Debating the American family: 5 important questions for Trump and Biden
USC experts exploring the changing family hope to learn what the presidential candidates will reveal about their values at the final debate. (Image Source: Pixabay/Gordon Johnson.)

Debating the American family: 5 important questions for Trump and Biden

“American families” is one of six topics to be addressed during the final presidential debate on Oct. 22. As the final 2020 presidential debate approaches, experts with the USC Center for the Changing Family based at USC Dornsife share the questions they’d most like the candidates to address. [3 min read]
ByJim Key

“American families” is one of six topics to be addressed during the final presidential debate on Oct. 22. It will be the first time during the campaign that both candidates will speak to family issues.

Experts in law, social work and psychology with the USC Center for the Changing Family based at the USC Dornsife College of Letters, Arts and Sciences share the questions they’d most like the moderator to ask.

1. What values are you communicating?

“When parents watch this debate, or your past town halls, debates and rallies, with their children, what are the core values that you hope will stand out to them and how do you live by these values?”

Gayla Margolin is a professor of psychology at USC Dornsife. Her research identifies how couple and family relationships can be sources of both risk and resilience for children and young adults.

2. What family-friendly policies do you support?

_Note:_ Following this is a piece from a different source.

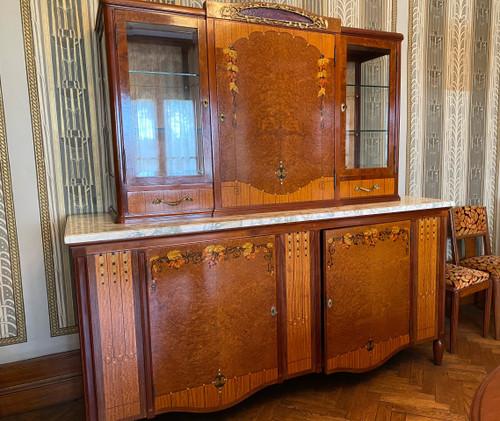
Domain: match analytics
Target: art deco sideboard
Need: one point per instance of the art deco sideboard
(196, 315)
(253, 149)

“What family-friendly policies do you plan to implement at the national level?”

“Policies that offer paid family leave and the option for new mothers to work part time have the potential to minimize gender imbalances in the workplace, which helps to minimize them in the household. To successfully implement or expand such policies, labor market and workplace regulations to prevent discrimination against women are necessary.”

María Prados is a research scientist at the USC Dornsife Center for Economic and Social Research. She studies the determinants of different dimensions of inequality and her research interests have to do with health, gender, labor economics and intra-household decisions.

3. What will you do to fix the social safety net?

“Why is the U.S. social safety net so much weaker than those in peer nations and what can we do about it?”

“Many ideas have been put on the table, including: minimum wage hikes; a child allowance or baby bonds; child support guarantees so the government rather than noncustodial parent takes the risk of nonpayment; universal basic income; eliminating time limits on TANF (welfare) benefits or raising the federal contribution to TANF, which has remained at $16.5 billion since 1996. Which solutions would you support?”

Clare Pastore is a professor of the practice of law at the USC Gould School of Law and an expert on poverty, social welfare programs, access to justice, legal ethics, and civil rights. She is the co-author of the leading poverty law textbook and has litigated many cases in the areas of poverty and civil rights.

4. How will you protect the children of immigrants?

“Will you ensure that families of mixed immigration status are able to remain together? What forms of immigration reform would you offer to protect immigrant families, especially the children of immigrants?”

Blanca Ramirez is a doctoral candidate in the Department of Sociology at USC Dornsife. She is researching the broader consequences of a deportation regime including the implications of immigration detention and deportation on the immigrant Latino family.

5. What will you do to support working mothers?

“What plans do you have to support mothers in the workforce and ensure the strength of the early childhood sector?”

“Last week the Labor Department reported that 865,000 women left the workforce in September, nearly four times more than the number of men who left. Many of the jobs that women left were in sectors vital for American economic prosperity, including early childhood education and childcare.”

Dorian Traube is an associate professor at the USC Suzanne Dworak-Peck School of Social Work. Her research focuses on early childhood education and development. She specifically examines the role of technology and social programs to assist families in need who are parenting children ages 0–5.

About the Center for the Changing Family

Comprising an interdisciplinary group of faculty members from throughout the university, the USC Center for the Changing Family supports and promotes the study of family systems, close relationships, and mental and physical health across the lifespan.